À l’inverse, le prêt-à-porter classique décline nettement, et certaines librairies ou magasins d’équipement baissent le rideau. Le secteur de l’habillement a ainsi perdu près de 50.000 emplois en dix ans, pris en étau entre la baisse des dépenses et la montée des achats en ligne.
Parallèlement, la géographie commerciale se polarise. En effet, les grandes artères, où le taux de vacance est plus faible, résistent mieux, tandis que certaines rues secondaires s’affaiblissent, ce qui accentue les écarts au sein même de la ville. C’est dans ce contexte qu’intervient le e‑commerce, un marché qui explose, avec plus de 3 milliards de transactions en 2025, selon la Fédération du e‑commerce et de la vente à distance (FEVAD).
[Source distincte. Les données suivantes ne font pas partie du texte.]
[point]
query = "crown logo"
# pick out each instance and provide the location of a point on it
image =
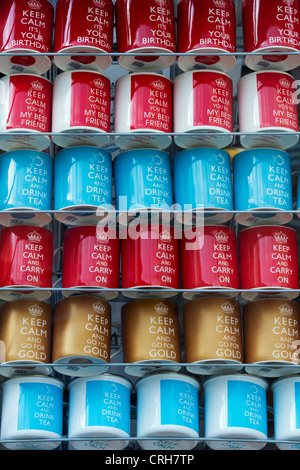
(99, 307)
(161, 309)
(285, 309)
(99, 3)
(34, 4)
(220, 3)
(284, 82)
(102, 237)
(227, 307)
(37, 85)
(165, 236)
(34, 237)
(158, 84)
(98, 83)
(221, 237)
(280, 237)
(35, 310)
(221, 82)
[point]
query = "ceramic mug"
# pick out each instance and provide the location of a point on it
(81, 103)
(26, 26)
(206, 27)
(83, 28)
(203, 103)
(144, 29)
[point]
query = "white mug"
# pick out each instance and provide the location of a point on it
(81, 103)
(25, 107)
(266, 104)
(143, 104)
(203, 106)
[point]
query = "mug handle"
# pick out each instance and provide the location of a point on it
(119, 350)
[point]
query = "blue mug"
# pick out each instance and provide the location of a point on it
(82, 181)
(202, 182)
(262, 180)
(143, 180)
(26, 178)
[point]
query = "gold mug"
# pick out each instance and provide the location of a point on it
(272, 337)
(25, 337)
(150, 332)
(213, 335)
(81, 336)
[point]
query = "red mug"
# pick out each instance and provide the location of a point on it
(206, 26)
(81, 104)
(271, 27)
(26, 260)
(85, 27)
(91, 259)
(25, 26)
(27, 104)
(150, 259)
(145, 27)
(269, 260)
(209, 259)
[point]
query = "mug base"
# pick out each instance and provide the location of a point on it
(25, 141)
(228, 444)
(134, 140)
(281, 62)
(91, 444)
(98, 139)
(38, 65)
(269, 217)
(282, 446)
(205, 291)
(22, 444)
(94, 63)
(262, 140)
(219, 139)
(141, 368)
(24, 215)
(201, 216)
(214, 367)
(144, 215)
(162, 438)
(266, 292)
(17, 368)
(14, 293)
(151, 291)
(67, 215)
(83, 439)
(80, 366)
(269, 369)
(223, 64)
(137, 64)
(98, 292)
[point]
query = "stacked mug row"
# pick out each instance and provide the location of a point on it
(82, 31)
(152, 257)
(90, 186)
(167, 412)
(77, 340)
(145, 105)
La fast fashion accentue encore cette pression en proposant des vêtements à très bas coût et renouvelés à grande vitesse. Illustration avec la marque chinoise Shein qui a choisi la France pour ouvrir son premier magasin physique au monde, signe que les géants du web investissent désormais concrètement les rues commerçantes. Le dernier en date? Le vendeur en ligne de chaussures et vêtements Sarenza qui ouvrira son premier magasin physique le 8 avril à Angers.
« De nombreux commerces dans les centres-villes sont en grande difficulté. Il y a beaucoup de désespoir. Il y a urgence à agir avant qu’il ne soit trop tard. » souligne Gil Averous, Maire de Châteauroux et président de Villes de France.
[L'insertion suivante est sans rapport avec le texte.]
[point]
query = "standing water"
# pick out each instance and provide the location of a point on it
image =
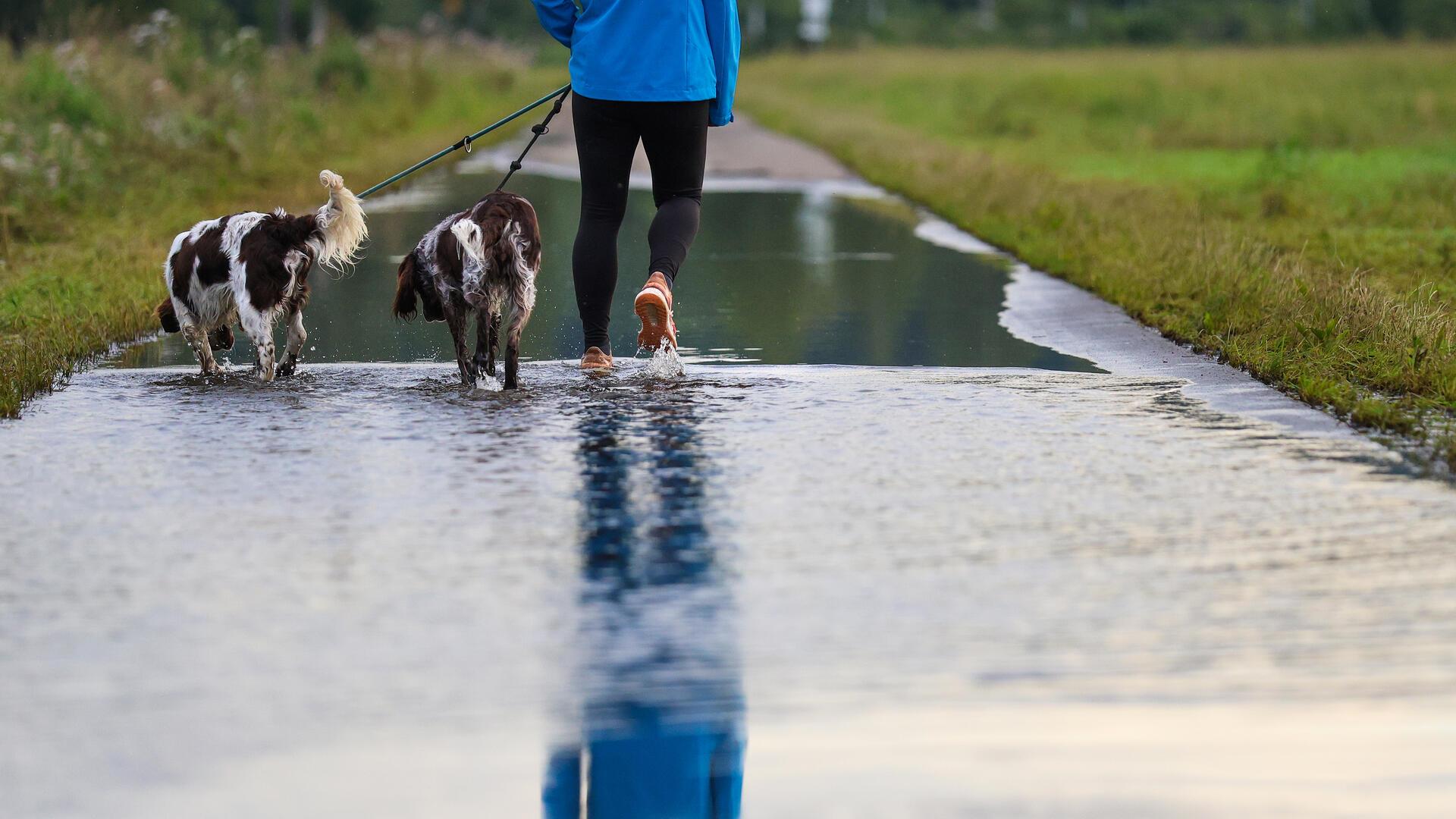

« La mère des batailles, c’est le logement »
Dans ce contexte, les villes qui s’en sortent le mieux sont celles qui ont intégré ces changements. Elles ne cherchent plus à reproduire le commerce d’hier, mais à inventer celui de demain. Le rapport de 2025 sur l’avenir du commerce de proximité dans les centres-villes le souligne: « Le commerce évolue mais ne meurt pas ».
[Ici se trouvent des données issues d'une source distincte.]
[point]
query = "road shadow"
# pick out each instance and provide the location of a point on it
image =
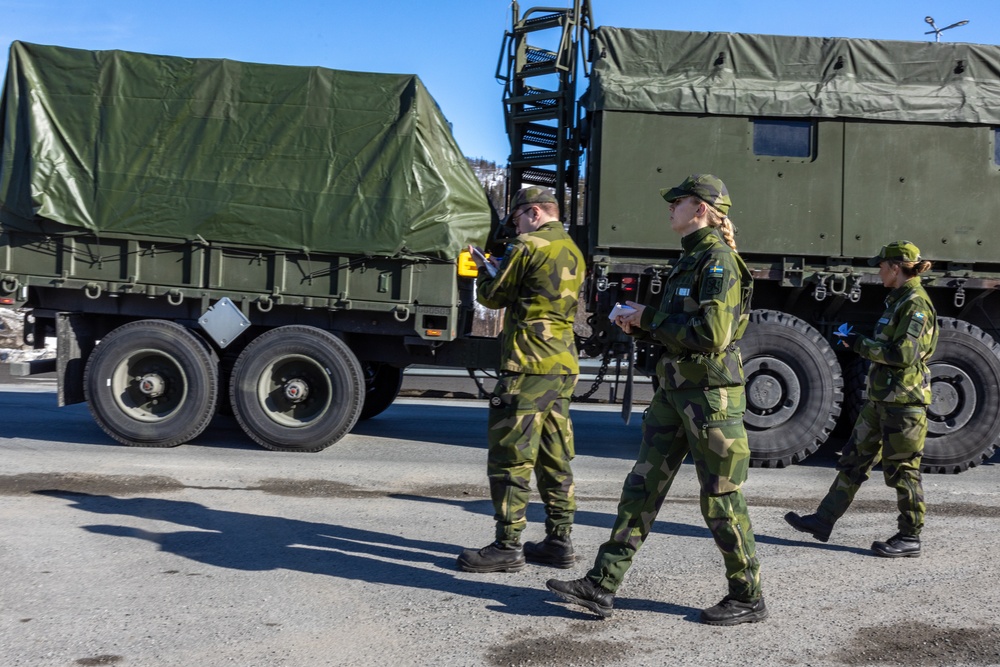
(254, 543)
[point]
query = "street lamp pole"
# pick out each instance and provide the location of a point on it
(936, 31)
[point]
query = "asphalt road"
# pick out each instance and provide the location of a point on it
(221, 553)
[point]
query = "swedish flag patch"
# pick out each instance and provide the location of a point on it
(713, 280)
(917, 322)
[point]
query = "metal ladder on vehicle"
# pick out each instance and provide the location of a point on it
(540, 100)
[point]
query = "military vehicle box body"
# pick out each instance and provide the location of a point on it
(830, 148)
(145, 188)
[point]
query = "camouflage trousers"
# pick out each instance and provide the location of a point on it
(708, 424)
(893, 434)
(530, 429)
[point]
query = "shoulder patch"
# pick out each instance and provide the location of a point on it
(917, 322)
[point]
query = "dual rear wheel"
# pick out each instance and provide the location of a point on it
(155, 383)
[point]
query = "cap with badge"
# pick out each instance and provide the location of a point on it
(529, 195)
(706, 187)
(903, 251)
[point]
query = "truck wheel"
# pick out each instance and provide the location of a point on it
(963, 420)
(297, 389)
(152, 383)
(382, 383)
(794, 388)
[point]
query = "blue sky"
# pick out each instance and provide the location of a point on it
(452, 45)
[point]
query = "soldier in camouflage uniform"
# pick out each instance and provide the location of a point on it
(697, 409)
(529, 426)
(893, 421)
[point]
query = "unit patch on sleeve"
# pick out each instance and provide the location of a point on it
(916, 324)
(713, 280)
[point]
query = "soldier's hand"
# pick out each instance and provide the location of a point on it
(627, 322)
(844, 336)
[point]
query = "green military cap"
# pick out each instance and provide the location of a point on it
(530, 195)
(903, 251)
(710, 189)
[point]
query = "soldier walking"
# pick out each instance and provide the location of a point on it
(697, 409)
(893, 422)
(529, 426)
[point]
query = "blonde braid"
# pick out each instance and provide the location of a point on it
(725, 225)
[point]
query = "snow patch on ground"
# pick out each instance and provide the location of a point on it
(12, 346)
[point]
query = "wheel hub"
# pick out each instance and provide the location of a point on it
(773, 392)
(152, 385)
(296, 390)
(953, 399)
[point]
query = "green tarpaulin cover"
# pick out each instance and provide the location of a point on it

Pour tirer leurs épingles du jeu, ces villes s’appuient sur une stratégie claire, qui combine souvent plusieurs axes: la spécialisation du centre-ville (cibler le haut de gamme, développer les lieux d’expérience et adapter l’offre aux besoins des consommateurs), une meilleure coordination grâce à des managers de centre-ville, et surtout une bonne gestion du foncier et des locaux vacants. Comme le rappelle Frédéric Chéreau, maire de Douai:
« La mère des batailles, c’est le logement. La vacance des logements en centre-ville entraîne une perte de clients pour les commerçants. »
Le commerce de centre-ville est ainsi devenu un test grandeur nature des politiques municipales et, dans ce face-à-face, la capacité d’action des élus locaux pourrait bien faire toute la différence.